Ms Taylor says her organisation across Australia has trained approximately 600 police officers, magistrates and prosecutors, and is now focusing its efforts on frontline health services.
“Where we are just embarking on it is with Queensland Ambulance because often they are the first on the scene and they need to know how to read the signs,” she says.
What is the law doing?
As understanding of the dangers of strangulation has increased, various jurisdictions have been updating their laws.
In NSW, a quarter of all murder victims have, at some point, been subject to strangulation.
Until recent changes to the law, prosecutors had to prove a victim had been rendered unconscious or unable to resist, or that the strangulation occurred in the course of an indictable offence.
But a new offence now only requires proof of intentional choking, strangulation or suffocating without consent.
In 2016, Queensland also introduced a new strangulation offence: Choking, Suffocation or Strangulation in a Domestic Setting.
Professor Douglas says it “doesn’t require that the person has any specific intent to cause injury or cause death”.
“It’s simply the case that if a person chokes or suffocates or strangles a person unlawfully, they could be found guilty of that offence,” she says.
Ms Taylor says there have been around 1,900 charges brought since the act came in and roughly 450 people have been imprisoned.
But she says “legislation as written and legislation as implemented are two different things”, and many offences get “plea-bargained down”, partly because of a lack of solid definition around strangulation.
She says it is, “a huge issue that is missing within the Act”.
“Sometimes, I think it comes down to … police and prosecutors, defence barristers [who] would all have their own interpretation of strangulation rather than be guided by a solid definition in law.”
However, Professor Douglas says the new laws have been successful in that they are leading to prosecutions for non-fatal strangulations, which might have otherwise not been prosecuted at all.
Sue’s attacker was convicted of assault, fined and subject to a five-year order preventing him from approaching her.

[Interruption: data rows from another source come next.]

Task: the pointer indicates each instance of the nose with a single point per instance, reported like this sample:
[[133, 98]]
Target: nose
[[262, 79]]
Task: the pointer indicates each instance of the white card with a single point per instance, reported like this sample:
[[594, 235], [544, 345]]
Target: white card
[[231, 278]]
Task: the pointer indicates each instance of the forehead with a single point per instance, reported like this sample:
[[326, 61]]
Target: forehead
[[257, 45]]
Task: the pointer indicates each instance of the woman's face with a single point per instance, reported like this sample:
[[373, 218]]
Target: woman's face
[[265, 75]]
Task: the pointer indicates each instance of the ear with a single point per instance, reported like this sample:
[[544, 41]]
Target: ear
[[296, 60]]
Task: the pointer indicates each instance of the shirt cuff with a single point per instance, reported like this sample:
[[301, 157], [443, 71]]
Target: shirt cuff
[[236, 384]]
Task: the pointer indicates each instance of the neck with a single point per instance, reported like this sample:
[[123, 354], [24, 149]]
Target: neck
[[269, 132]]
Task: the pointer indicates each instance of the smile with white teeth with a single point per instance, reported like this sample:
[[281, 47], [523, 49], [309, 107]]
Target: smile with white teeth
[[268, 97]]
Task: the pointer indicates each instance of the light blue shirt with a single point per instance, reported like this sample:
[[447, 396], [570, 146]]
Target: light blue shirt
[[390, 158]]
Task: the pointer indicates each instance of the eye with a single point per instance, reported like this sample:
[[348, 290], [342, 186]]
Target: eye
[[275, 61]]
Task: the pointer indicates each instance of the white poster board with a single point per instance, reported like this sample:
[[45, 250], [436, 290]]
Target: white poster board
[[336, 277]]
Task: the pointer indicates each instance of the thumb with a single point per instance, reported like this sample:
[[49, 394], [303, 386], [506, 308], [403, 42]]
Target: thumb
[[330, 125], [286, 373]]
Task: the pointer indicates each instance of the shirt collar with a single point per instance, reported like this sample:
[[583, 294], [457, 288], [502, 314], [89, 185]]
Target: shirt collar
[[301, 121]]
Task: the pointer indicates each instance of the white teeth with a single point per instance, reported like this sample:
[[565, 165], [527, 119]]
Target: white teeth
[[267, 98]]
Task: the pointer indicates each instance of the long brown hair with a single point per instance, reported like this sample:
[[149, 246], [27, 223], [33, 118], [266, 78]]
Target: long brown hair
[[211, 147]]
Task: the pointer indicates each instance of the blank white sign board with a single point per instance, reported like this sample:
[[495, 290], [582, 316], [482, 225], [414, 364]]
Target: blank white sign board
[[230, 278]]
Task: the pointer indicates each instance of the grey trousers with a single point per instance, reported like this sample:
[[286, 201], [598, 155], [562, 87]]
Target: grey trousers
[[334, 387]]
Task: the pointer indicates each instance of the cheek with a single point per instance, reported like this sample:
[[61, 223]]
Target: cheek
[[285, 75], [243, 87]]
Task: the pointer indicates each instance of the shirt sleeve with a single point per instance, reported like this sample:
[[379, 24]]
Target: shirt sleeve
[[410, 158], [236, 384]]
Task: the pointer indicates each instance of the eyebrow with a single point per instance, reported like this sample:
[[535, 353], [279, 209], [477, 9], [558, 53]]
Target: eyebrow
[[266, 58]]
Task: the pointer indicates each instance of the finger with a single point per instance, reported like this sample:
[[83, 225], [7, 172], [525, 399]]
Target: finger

But he avoided jail time.
Sue believes the way in which she described what happened to her to police had an impact on the legal outcome of the case.
“I kept saying, ‘He tried to strangle me’,” Sue says.
“What I learnt since that is because I put the word ‘tried’ in there it meant that he attempted to do it but didn’t actually make good enough contact to do it.
“If I had my time over I’d never say the word ‘tried’.”
*Name has been changed for privacy reasons.